Tested in Azure Synapse Analytics.

thugsatbay commented 3 years ago
spark.conf.set("spark.sql.autoBroadcastJoinThreshold", -1)
spark.conf.set("spark.hyperspace.explain.displayMode", "html")
val departments = Seq(
  (10, "Accounting", "New York"),
  (20, "Research", "Dallas"),
  (30, "Sales", "Chicago"),
  (40, "Operations", "Boston"))
// Sample employee records
val employees = Seq(
  (7369, "SMITH", 20),
  (7499, "ALLEN", 30),
  (7521, "WARD", 30),
  (7566, "JONES", 20),
  (7698, "BLAKE", 30),
  (7782, "CLARK", 10),
  (7788, "SCOTT", 20),
  (7839, "KING", 10),
  (7844, "TURNER", 30),
  (7876, "ADAMS", 20),
  (7900, "JAMES", 30),
  (7934, "MILLER", 10),
  (7902, "FORD", 20),
  (7654, "MARTIN", 30))
// Save sample data in the Parquet format
import spark.implicits._
val empDFM: DataFrame = employees.toDF("empId", "empName", "deptId")

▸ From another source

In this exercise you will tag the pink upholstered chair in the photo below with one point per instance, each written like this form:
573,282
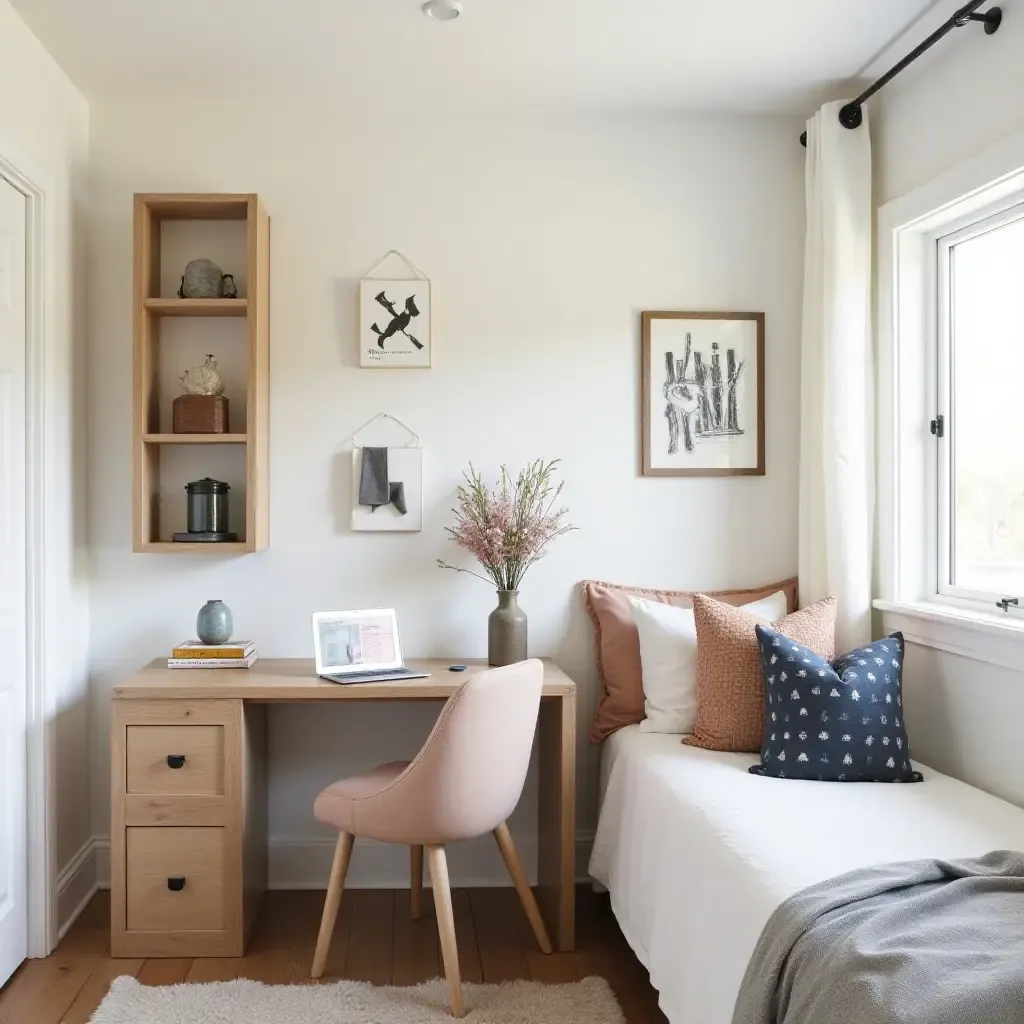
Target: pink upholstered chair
465,782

val deptDFM: DataFrame = departments.toDF("deptId", "deptName", "location")
val dataPath = testDir
val empLocation: String = s"$dataPath/employees.parquet"

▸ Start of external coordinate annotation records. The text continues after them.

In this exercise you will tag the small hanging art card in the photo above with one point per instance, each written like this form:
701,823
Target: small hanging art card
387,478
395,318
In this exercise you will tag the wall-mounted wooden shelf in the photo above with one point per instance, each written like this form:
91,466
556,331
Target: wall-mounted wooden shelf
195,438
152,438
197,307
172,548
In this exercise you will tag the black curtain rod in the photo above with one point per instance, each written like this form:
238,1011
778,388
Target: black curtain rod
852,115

val deptLocation: String = s"$dataPath/departments.parquet"
empDFM.write.mode("overwrite").parquet(empLocation)
deptDFM.write.mode("overwrite").parquet(deptLocation)
val empDF: DataFrame = spark.read.parquet(empLocation)
val deptDF: DataFrame = spark.read.parquet(deptLocation)
val empIndexConfig: IndexConfig = IndexConfig("empIndex", Seq("deptId"), Seq("empName"))
val deptIndexConfig1: IndexConfig = IndexConfig("deptIndex1", Seq("deptId"), Seq("deptName"))
val deptIndexConfig2: IndexConfig = IndexConfig("deptIndex2", Seq("location"), Seq("deptName"))
hyperspace.createIndex(empDF, empIndexConfig)
hyperspace.createIndex(deptDF, deptIndexConfig1)
hyperspace.createIndex(deptDF, deptIndexConfig2)

val empDFrame = empDF
val deptDFrame = deptDF
val eqJoin: DataFrame =
  empDFrame.
    join(deptDFrame, empDFrame("deptId") === deptDFrame("deptId")).
    select(empDFrame("empName"), deptDFrame("deptName"))
eqJoin.show()
hyperspace.explain(eqJoin)

Using this script locally on dev machine it works with OSS spark just fine.